Google Groups no longer supports new Usenet posts or subscriptions. Historical content remains viewable.
Dismiss

Combining multiple dichotomous variables into one categorical variable

68 views
Skip to first unread message

marcus.cr...@gmail.com

unread,
Oct 1, 2015, 4:53:23 PM10/1/15
to
I have a data set that lists reasons for removal from the home for foster children. Each variable is dichotomous though (Physical abuse, sexual abuse, neglect, alcohol abuse, etc). Each is no =0 or yes = 1.

I would like to create a new categorical variable that lists all of the options for reason for removal such as physical abuse = 1, sexual abuse = 2, neglect = 3, alcohol abuse = 4, etc.

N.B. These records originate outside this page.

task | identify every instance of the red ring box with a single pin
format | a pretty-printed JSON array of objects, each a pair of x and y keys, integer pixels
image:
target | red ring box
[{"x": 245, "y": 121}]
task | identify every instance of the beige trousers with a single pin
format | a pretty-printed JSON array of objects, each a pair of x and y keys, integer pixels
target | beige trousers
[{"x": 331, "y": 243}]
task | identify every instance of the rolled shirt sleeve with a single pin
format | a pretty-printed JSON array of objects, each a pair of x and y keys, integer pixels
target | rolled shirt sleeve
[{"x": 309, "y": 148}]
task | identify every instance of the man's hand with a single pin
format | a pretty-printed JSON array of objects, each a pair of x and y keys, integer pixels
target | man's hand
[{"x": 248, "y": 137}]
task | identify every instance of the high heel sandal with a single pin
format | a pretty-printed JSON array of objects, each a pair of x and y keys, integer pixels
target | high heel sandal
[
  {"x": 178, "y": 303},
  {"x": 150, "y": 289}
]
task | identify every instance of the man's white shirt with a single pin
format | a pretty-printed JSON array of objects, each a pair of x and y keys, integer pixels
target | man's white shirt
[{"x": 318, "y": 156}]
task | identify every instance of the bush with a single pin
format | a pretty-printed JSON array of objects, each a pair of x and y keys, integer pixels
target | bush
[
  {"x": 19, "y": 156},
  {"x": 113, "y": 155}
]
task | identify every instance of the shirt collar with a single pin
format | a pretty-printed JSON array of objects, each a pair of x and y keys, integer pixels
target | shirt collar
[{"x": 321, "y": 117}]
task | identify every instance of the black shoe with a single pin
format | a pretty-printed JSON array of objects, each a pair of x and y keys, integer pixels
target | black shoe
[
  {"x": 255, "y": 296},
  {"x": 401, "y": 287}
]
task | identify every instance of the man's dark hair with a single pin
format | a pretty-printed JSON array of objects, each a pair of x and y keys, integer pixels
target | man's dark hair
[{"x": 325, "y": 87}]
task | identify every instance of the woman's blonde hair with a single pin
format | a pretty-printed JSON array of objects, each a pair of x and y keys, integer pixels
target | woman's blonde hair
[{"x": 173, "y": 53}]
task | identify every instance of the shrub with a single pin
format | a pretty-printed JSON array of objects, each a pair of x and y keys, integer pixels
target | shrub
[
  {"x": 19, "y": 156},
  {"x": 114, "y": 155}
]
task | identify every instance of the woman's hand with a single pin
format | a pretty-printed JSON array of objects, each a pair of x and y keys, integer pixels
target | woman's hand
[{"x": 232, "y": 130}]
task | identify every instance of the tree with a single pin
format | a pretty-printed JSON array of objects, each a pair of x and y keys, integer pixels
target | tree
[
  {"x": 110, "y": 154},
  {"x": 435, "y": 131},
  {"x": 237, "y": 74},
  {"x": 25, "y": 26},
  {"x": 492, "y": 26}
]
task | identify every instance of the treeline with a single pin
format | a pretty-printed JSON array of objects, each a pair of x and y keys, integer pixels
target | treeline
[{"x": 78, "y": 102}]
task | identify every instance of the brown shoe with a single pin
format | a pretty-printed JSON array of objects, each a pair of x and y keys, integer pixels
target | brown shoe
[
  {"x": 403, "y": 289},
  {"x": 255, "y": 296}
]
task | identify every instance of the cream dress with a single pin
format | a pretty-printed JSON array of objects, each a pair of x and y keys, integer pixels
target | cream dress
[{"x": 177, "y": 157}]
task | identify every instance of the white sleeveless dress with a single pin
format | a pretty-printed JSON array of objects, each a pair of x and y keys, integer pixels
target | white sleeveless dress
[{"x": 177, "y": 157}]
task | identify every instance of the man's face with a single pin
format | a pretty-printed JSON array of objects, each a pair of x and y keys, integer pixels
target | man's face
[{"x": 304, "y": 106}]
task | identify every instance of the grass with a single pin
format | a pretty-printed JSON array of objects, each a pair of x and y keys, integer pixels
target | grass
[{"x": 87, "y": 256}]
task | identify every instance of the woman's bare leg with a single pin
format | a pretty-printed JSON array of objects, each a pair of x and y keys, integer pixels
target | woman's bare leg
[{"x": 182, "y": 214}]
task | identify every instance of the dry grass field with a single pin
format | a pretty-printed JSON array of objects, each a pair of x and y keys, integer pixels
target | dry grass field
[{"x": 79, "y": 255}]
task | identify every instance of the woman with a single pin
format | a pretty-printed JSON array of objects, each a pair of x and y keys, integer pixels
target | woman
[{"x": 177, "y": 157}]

I tried the compute command but that just added everything together. I also tried to transform into a new variable but I was not able to because each variable uses 0 and 1. Do I need to recode each so that there is a 0,1 and a 0,2 and a 0,3 etc? Then I could transform into a new variable? Or is there a simpler way that makes more sense?

Rich Ulrich

unread,
Oct 1, 2015, 7:29:29 PM10/1/15
to
On Thu, 1 Oct 2015 13:53:18 -0700 (PDT), marcus.cr...@gmail.com
wrote:

>I have a data set that lists reasons for removal from the home for foster children. Each variable is dichotomous though (Physical abuse, sexual abuse, neglect, alcohol abuse, etc). Each is no =0 or yes = 1.
>
>I would like to create a new categorical variable that lists all of the options for reason for removal such as physical abuse = 1, sexual abuse = 2, neglect = 3, alcohol abuse = 4, etc.
>
>I tried the compute command but that just added everything together. I also tried to transform into a new variable but I was not able to because each variable uses 0 and 1. Do I need to recode each so that there is a 0,1 and a 0,2 and a 0,3 etc? Then I could transform into a new variable? Or is there a simpler way that makes more sense?

Two brute-force possibilities -

* to code up all the combinations of causes .
COMPUTE Causes= 1*PhysAb + 2*SexAb + 4*Neglect + 8*Alcohol + 16* ...
* The awkward step here is adding all the right Value Labels.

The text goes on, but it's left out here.